И теперь в каком-то пыльном парке,
Воспаленных глаз не открывая,
С чьих-то губ, растерянных и жарких,
Торопливо лето добираю.

Узкую зеленую скамейку
Даже через платье плавит тело,
И скользят испуганно бретельки
По плечам моим незагорелым.

«А что такое сетература и почему в ней так легко заблудиться?»  – спросит кто-нибудь, и никто толком не сможет ему объяснить. Хотя, вывод после приведённых выше слов (о долговечности настоящих поэтических текстов и мимолётности переработанных) будет напрашиваться совершенно очевидный. Ёлка Моталка – одна, а нас, вдохновившихся и упаковавших в эффектную обёртку строки, сотни. Ну что вы предпочтёте, мамины блинчики с секретной начинкой, возможно слегка подгорелые, но приготовленные по воле вдохновения или похожие друг на друга блины из фастфуда, изо дня в день рутинно выпекаемые каким-нибудь третьекурсником по заведомо отработанной программе? Впрочем, эти блинчики могут быть весьма ароматными и вкусными, а их реклама такой впечатляющей, что слюнки потекут задолго до сеанса дегустации. Гуляя по Питеру, я наткнулась на рекламный щит «Суп, как у тайской бабушки». И хотя, далеко не каждый разгуливающий по набережной, имеет представление, что за супы готовят тайцам их бабушки, жертвой маркетинга может стать, кто угодно. Сетература подобна таким щитам – зазывающая, даже вызывающая, она, конечно, привлекает внимание оригинальностью наружности. И рекламируемому супчику она подобна – поглощается в один присест, не оставляя послевкусия, а на месте изображения тайской бабушки с супчиком завтра может появиться итальянский дедушка с пастой в ореховом соусе. Такую пасту, вы отведаете в любом уголке мира, при этом создателем оригинального рецепта останется, допустим, некий Джованни или не некий, а тот самый обожаемый публикой Джованни, тем не менее, по ошибке добавивший в макароны арахисовое масло вместо болоньезе. Сетературные поэты не живут своим опытом, они проживают чужую жизнь, преобразовывая её в текст. Как программисты создают код, при помощи алгоритмов, так и они из готовых метафор и интонаций получают нечто похожее, принимаемое обывателями за поэзию. Преобразовать собственный опыт в образы сетературщики не в состоянии, они не сочиняют миры, они тиражируют чужие представления об этим мирах. Поэтому в их текстах вы не нащупаете автора, его индивидуальность и неповторимость. Отсутствие имени под произведением может сбить вас с толку – автор будет как бы узнаваем, но никого конкретно назвать вы не сможете или накидаете с десяток стихотворцев, непричастных ни коим образом к анонимному стиху. На одном из литфорумов я наткнулась под своим анонимно опубликованном стихом на такой диалог:
 – Чьи это стихи, вроде знакомый автор?
 – Имя этому автору – сетература!
Принцип рождения сетературного текста сродни фольклорному жанру (с миру по строчке – автору стишочки), с той разницей, что сетературные перепевки не настолько явные, как те же частушечные куплеты, да и собственный мотив через многоголосый хор время от времени у некоторых авторов пробивается.

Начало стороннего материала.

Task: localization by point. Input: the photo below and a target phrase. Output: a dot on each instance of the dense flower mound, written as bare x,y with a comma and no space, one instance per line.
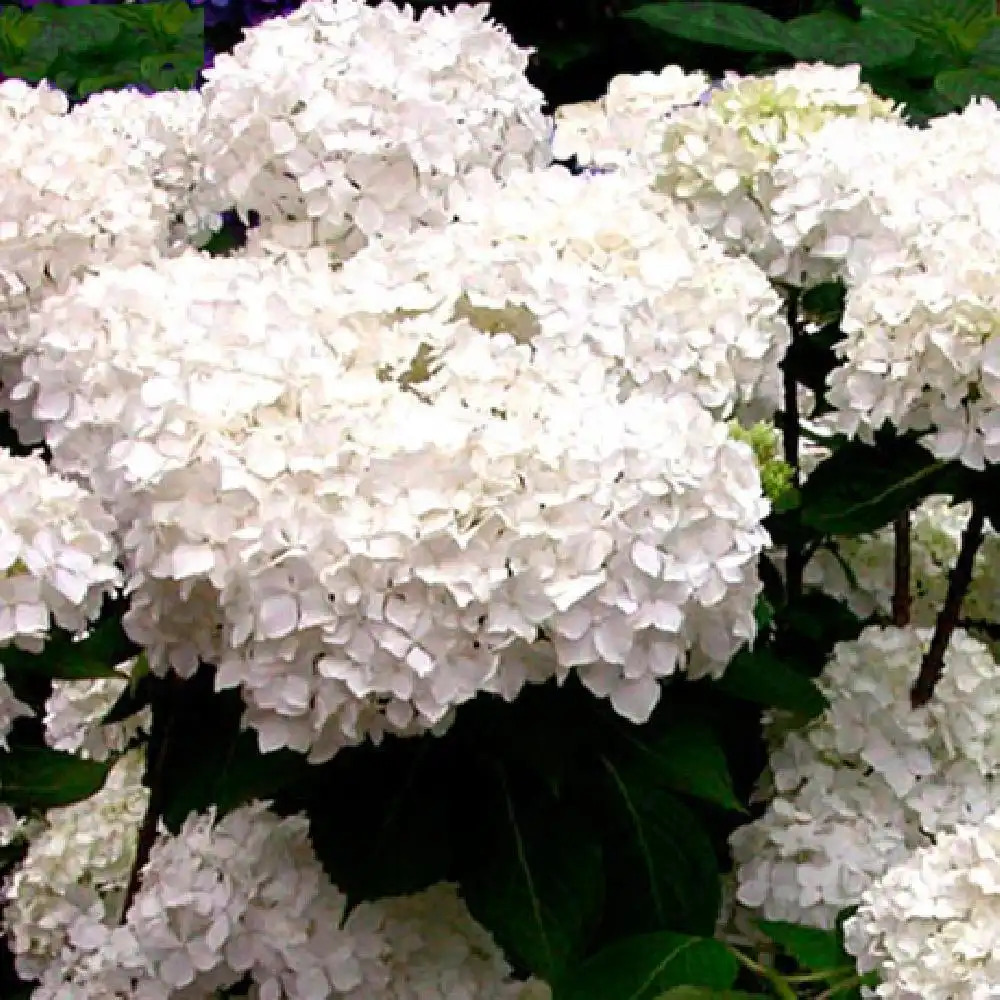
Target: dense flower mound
75,710
717,157
165,126
929,924
629,122
342,121
57,553
354,514
594,260
244,896
433,948
871,779
76,866
913,216
73,195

В завершении статьи хочу заметить, что не всегда, а на литературных сайтах я обитаю с 2005-го года, к сетературе относились пренебрежительно. Ещё лет десять назад сетевыми авторами (авторами сетературы) принято было называть поэтов, чьи стихи получили широкое распространение в сети. Тех, кто, подрастая на глазах читателей, обретали свой голос, возможно, не догадываясь, что интернет-пространство отдавало им всё лучшее, что было на тот день.